Kofi Annan has suspended talks with negotiators from the Kenyan government and opposition due to lack of progress on a power sharing deal. Negotiations had stalled over the creation and powers of a prime minister, a new post in Kenyan politics.
Kofi Annan suspended Tuesday talks with representatives of the Kenya government and the opposition, citing a lack of progress in seeking an end to the country's political crisis.
"Given the way the talks are going and the way mediators are relating to each other I believe it is important that I suspend the negotiations," Annan told reporters.
Annan added he would "take the matter up with President (Mwai) Kibaki and (opposition leader) honourable Raila Odinga."
"The leaders have to assume their responsibilities and become directly engaged in these talks," Annan explained.
Negotiations on a power-sharing deal have stalled on the creation and powers of a would-be prime minister, a position that currently does not exist but is a key element in a proposed political settlement.
Annan on Monday met with Kibaki and Odinga after negotiators failed to agree on the details of the post of prime minister for the east African nation, where at least 1,500 people were killed in bloodshed after a December presidential poll.
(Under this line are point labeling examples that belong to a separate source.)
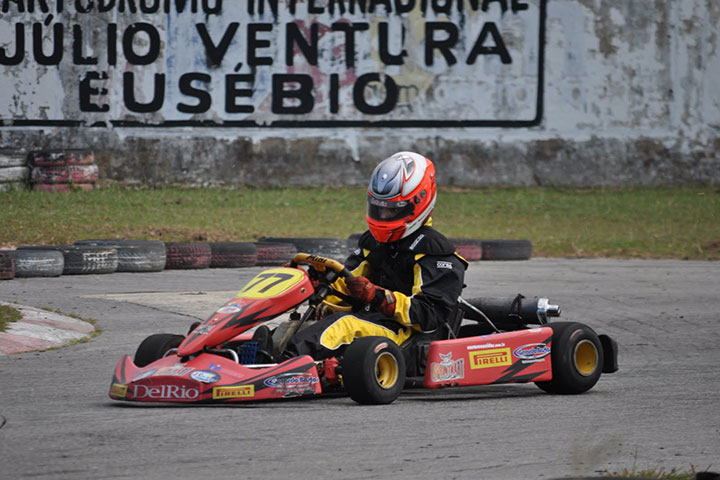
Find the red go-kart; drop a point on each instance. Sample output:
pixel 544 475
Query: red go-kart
pixel 486 341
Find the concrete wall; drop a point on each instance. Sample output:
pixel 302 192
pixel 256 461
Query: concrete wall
pixel 521 92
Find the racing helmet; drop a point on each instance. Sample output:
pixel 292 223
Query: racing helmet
pixel 401 196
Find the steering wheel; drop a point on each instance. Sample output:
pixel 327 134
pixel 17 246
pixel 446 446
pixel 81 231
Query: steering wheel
pixel 321 264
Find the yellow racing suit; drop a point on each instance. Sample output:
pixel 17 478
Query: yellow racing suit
pixel 425 275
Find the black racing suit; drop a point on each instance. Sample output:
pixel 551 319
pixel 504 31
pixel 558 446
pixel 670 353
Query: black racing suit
pixel 425 275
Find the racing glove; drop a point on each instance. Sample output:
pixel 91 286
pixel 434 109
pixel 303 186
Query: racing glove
pixel 369 294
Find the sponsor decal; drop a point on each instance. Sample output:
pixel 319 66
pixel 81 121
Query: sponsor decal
pixel 495 357
pixel 203 329
pixel 118 390
pixel 175 371
pixel 532 351
pixel 165 392
pixel 447 369
pixel 292 384
pixel 205 376
pixel 239 391
pixel 485 346
pixel 417 240
pixel 231 308
pixel 143 374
Government and opposition negotiators traded blames for the stalemate in the talks seen as Kenya's best chance to resolve one of its worst political crises since independence from Britain in 1963.
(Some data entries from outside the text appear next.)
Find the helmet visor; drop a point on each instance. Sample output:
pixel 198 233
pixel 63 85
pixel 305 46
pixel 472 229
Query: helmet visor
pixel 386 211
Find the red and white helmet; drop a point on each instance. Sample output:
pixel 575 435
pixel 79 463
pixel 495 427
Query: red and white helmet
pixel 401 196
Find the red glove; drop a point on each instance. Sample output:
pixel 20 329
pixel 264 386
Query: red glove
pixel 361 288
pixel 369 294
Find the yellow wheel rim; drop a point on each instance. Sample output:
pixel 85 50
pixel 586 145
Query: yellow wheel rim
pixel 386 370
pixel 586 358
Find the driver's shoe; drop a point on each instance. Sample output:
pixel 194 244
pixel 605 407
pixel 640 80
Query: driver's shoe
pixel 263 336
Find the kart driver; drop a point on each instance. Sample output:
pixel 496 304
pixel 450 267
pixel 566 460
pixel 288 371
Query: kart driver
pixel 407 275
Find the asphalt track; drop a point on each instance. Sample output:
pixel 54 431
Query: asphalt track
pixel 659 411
"We felt that we were being pushed and pushed, which is not fair in negotiations," said government negotiatior Mutula Kilonzo. "We felt that we were being rail-roaded."
But opposition Orange Democratic Movement (ODM) deputy leader Musalia Mudavadi blamed the government for failing to cede ground.
"We want to state very clearly that we as ODM have been very dedicated to the talks. ODM is not responsible for the stalling of the talks. We have been extremely frustrated." he told reporters.
"What ground do see has been ceded by the other side?"
More than 1,500 people died in the weeks of violence that followed Kibaki's being sworn in for a second term in office on December 30, moments after the election result was announced.
The ODM claims the presidential vote count was rigged in Kibaki's favour and insists on a powerful prime minister's post, while the government has offered a non-executive office.
Hundreds of thousands of people have also been displaced, mainly in the capital's slums and western region regarded as the country's breadbasket.
On Sunday, the government said both sides had agreed on the establishment of the post of a prime minister and two deputies, and that the premier would co-ordinate the performance of government ministries as well as perform duties assigned by the president.
The post-poll crisis, which has affected the economy, has tapped into simmering resentment over land, poverty and the dominance of the Kikuyu, Kibaki's tribe, in Kenyan politics and business since independence.